The media upholds Eurocentric beauty standards, so it’s hard to find Black women with natural hair. It’s hard to remember that our beauty is still there within us. 

What did you learn from completing “My Beautiful Black Hair”? 

One of the women in the book says that love is an active process. That really stuck with me because before the book, I hadn’t come to a place where I totally accepted my natural hair. And now, I like my curls. But it wasn’t until I was actually making the book and talking to all these Black women and intentionally surrounding myself with Black women with natural hair that I really came to love my natural hair in a more meaningful way. I want the book to be remembered as a work of art, created about Black women, that brings us collective joy.

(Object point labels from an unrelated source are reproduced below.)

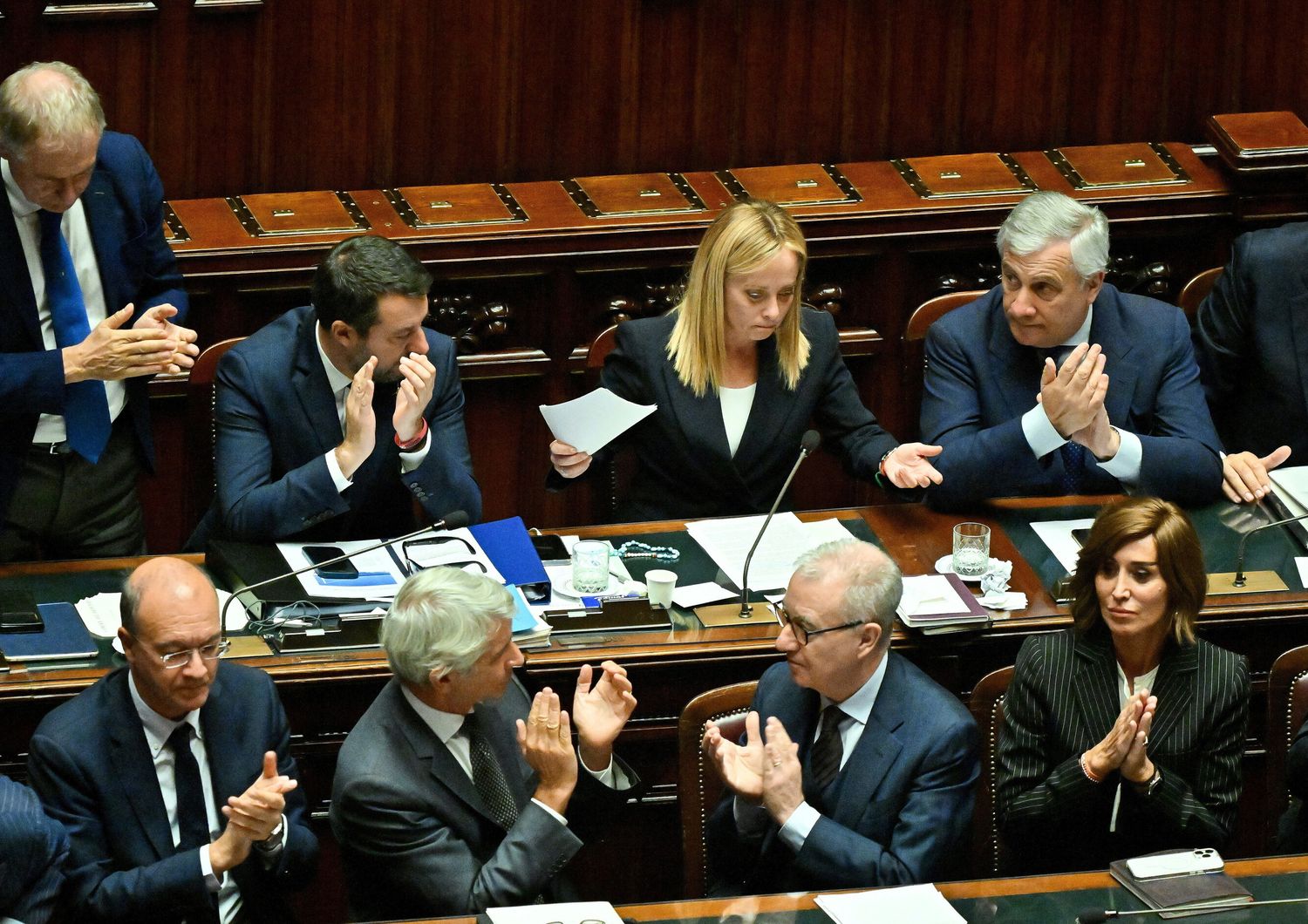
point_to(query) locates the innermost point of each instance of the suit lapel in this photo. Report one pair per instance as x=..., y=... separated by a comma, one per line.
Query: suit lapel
x=133, y=767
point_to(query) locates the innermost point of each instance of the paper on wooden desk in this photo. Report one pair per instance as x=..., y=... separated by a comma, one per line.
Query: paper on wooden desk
x=593, y=421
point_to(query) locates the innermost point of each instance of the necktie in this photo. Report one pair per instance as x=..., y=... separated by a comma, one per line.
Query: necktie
x=85, y=405
x=488, y=775
x=193, y=821
x=824, y=761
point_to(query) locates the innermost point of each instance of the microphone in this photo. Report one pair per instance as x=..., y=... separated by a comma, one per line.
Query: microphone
x=454, y=520
x=1101, y=915
x=721, y=615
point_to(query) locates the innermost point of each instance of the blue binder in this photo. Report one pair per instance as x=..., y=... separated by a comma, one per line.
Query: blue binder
x=63, y=638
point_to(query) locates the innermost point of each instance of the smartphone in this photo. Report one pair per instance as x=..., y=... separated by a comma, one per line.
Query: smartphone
x=18, y=612
x=1177, y=863
x=342, y=570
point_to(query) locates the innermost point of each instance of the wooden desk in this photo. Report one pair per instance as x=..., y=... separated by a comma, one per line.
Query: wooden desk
x=324, y=694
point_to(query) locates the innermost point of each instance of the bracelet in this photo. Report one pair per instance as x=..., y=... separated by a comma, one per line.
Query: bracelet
x=415, y=442
x=659, y=553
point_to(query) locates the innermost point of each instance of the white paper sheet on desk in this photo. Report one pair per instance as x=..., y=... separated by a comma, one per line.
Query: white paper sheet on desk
x=593, y=421
x=921, y=905
x=378, y=561
x=727, y=544
x=102, y=613
x=1057, y=536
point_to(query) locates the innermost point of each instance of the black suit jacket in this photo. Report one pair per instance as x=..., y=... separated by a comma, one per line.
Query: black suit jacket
x=1252, y=342
x=125, y=214
x=685, y=465
x=92, y=766
x=1064, y=701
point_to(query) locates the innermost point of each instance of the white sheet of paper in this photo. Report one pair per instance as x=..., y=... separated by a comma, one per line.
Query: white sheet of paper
x=102, y=613
x=727, y=542
x=562, y=911
x=593, y=421
x=1057, y=536
x=696, y=594
x=921, y=905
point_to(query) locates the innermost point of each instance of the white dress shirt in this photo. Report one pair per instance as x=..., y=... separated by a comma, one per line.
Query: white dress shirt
x=340, y=384
x=1043, y=438
x=50, y=428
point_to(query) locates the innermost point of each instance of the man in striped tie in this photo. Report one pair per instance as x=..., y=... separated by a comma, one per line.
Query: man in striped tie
x=855, y=769
x=91, y=308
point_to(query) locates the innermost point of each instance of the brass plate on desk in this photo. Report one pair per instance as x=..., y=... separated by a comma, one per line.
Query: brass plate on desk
x=455, y=206
x=1119, y=166
x=792, y=185
x=964, y=175
x=174, y=232
x=633, y=195
x=285, y=214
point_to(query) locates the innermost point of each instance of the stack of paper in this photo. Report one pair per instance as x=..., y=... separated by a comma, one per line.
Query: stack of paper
x=938, y=601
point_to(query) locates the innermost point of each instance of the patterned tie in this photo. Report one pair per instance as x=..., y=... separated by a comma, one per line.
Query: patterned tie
x=824, y=761
x=488, y=775
x=85, y=405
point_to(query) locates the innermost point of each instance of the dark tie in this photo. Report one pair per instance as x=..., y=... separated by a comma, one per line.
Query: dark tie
x=488, y=775
x=85, y=405
x=824, y=761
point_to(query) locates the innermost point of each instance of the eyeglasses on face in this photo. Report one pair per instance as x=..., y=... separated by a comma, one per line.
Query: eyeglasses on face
x=802, y=634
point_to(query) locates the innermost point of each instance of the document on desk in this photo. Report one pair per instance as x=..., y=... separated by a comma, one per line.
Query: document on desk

St. Clair Detrick-Jules/Courtesy of Chronicle Books
Michelle Mutisya's photo and words are included in a section of the book called "Mothers and Daughters."

Do you consider Black women loving their hair a radical act in 2021? 

It’s definitely a radical act because there’s so much to lose. I mean the CROWN Act hasn’t passed nationwide yet. There’s widespread discrimination against natural Black hair, and it’s legal in most places. It starts at school – and when we grow up, the legalized discrimination [against] natural hair in the workplace is still there. And there’s often judgment about it from the people that are supposed to love us. A few people in my book touch on that too ... how even sometimes their own family members weren’t approving of their natural hair textures.

There is a lot to lose when we choose ourselves and our hair, knowing that there could be backlash from all facets of society. While we may lose some social acceptance or financial stability, the trade-off is liberation – so I think it’s worth it.